Note: Since we are still in the development phase of splot, this relies for now on the master branch of geopandas, on a pull request to libpysal and the main pull request to splot.

from GSoC import splot

This blog post will introduce you to the splot package, how it is designed and what exactly I will be working on during the Google Summer of Code

What is splot?

The goal of the splot package is to meet the growing demand for a simple to use, lightweight interface that connects PySAL to different popular visualization toolkits like bokeh, matplotlib or folium. The splot package will ultimately provide users with both, static plots ready for publication and interactive visualizations that allow for quick iteration over ideas and data exploration. Please visit the viz module website for more detailed information and first examples for a possible design of such a package.

Design and components of splot

The splot package is ultimately structured into three levels. The highest level directly provides visualization functions for end users. Two lower layers are setting the basis for easy visualization by first, converting PySAL geometries (polygon, line, shape) into Matplotlib geometries and second, allowing for subsetting (e.g. plot only part of a .shp), aligning (e.g. same axes for different layers) and transforming (e.g. classify values to colors) graphical objects. So far the existing Moran plot provides a great example of how such functionality could look like.

GSoC project

Initial visualizations like LISA and choropleth maps were stated to be developed in the splot package but many functions remain to be coded. Besides refining existing plots, common views indicate that the Matplotlib interface needs to be extended by new maps (Join Count BW, regression maps), scatter plots (pairwise regression plots, …) and many more visualizations.
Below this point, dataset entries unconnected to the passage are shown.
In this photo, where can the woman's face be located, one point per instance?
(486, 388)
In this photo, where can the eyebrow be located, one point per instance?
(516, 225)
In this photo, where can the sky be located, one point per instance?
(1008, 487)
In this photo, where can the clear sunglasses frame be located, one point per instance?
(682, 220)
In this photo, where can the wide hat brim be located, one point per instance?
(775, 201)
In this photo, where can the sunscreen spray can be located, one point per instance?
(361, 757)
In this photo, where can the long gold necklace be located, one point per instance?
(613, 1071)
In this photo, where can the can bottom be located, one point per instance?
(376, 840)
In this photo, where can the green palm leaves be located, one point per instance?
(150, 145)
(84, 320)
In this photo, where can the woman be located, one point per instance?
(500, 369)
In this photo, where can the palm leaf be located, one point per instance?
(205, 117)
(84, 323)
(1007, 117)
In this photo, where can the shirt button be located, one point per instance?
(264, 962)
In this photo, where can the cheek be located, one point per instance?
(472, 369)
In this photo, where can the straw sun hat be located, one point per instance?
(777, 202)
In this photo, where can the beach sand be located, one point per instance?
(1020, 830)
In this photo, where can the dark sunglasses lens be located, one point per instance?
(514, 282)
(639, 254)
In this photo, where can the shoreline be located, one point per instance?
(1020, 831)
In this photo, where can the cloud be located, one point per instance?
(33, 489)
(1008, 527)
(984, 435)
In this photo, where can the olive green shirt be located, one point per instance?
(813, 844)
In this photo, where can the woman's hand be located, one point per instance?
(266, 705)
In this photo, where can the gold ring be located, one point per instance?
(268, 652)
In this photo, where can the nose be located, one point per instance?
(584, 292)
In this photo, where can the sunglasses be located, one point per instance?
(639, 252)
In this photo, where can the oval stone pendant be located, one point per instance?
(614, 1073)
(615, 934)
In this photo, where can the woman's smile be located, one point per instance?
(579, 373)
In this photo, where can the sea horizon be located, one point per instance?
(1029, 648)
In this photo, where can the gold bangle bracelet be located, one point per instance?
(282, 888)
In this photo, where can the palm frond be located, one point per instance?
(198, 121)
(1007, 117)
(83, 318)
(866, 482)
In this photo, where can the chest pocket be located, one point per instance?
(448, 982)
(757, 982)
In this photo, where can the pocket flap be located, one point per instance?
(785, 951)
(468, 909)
Next to providing these missing functional static plots the GSoC project will leverage more recent visualization technologies of the constantly evolving visualization space. This geovisualization project provides the scope to incorporate interactive visualizations developed in Jupyter within the splot package. It allows for exploration of potential new interfaces for alternative packages like Bokeh (plots with interactivity such as tooltips and zooming) and Folium (for plotting on top of web-sourced base layers, e.g. OpenStreetMap).

In the first phase of this project, we will therefore create different visualizations in both a static version with Matplotlib and an interactive version with Bokeh. Secondly, we will create a common API for easy access to both versions. After adding documentation we will be able to provide a complete and user friendly package. Finally, we will explore how alternative visualization packages, like Vega, could be integrated into the splot package in future.

Additionally, we will refactor the package to ensure all functionality and documentation can be accessed in the splot namespace and work towards its inclusion into the PySAL user guide.

Hello world

My name is Stefanie Lumnitz and I am excited about developing a geo-visualization package in 2018’s Google Summer of Code. In my daily life, I am a MSc. candidate at the University of British Columbia studying urban green spaces through deep neural networks. For GSoC, however, I will be joining the Python Software Foundation, in particular the PySAL development team and it’s open source community, in order to design and implement the splot package. In future, splot will provide a lightweight interface that connects PySAL to different popular visualization toolkits.

During this summer project I would like to share my experiences from GSoC, some insights into the PySAL community, tips on getting started with open source programming and of course some great geo-spatial visualizations with you.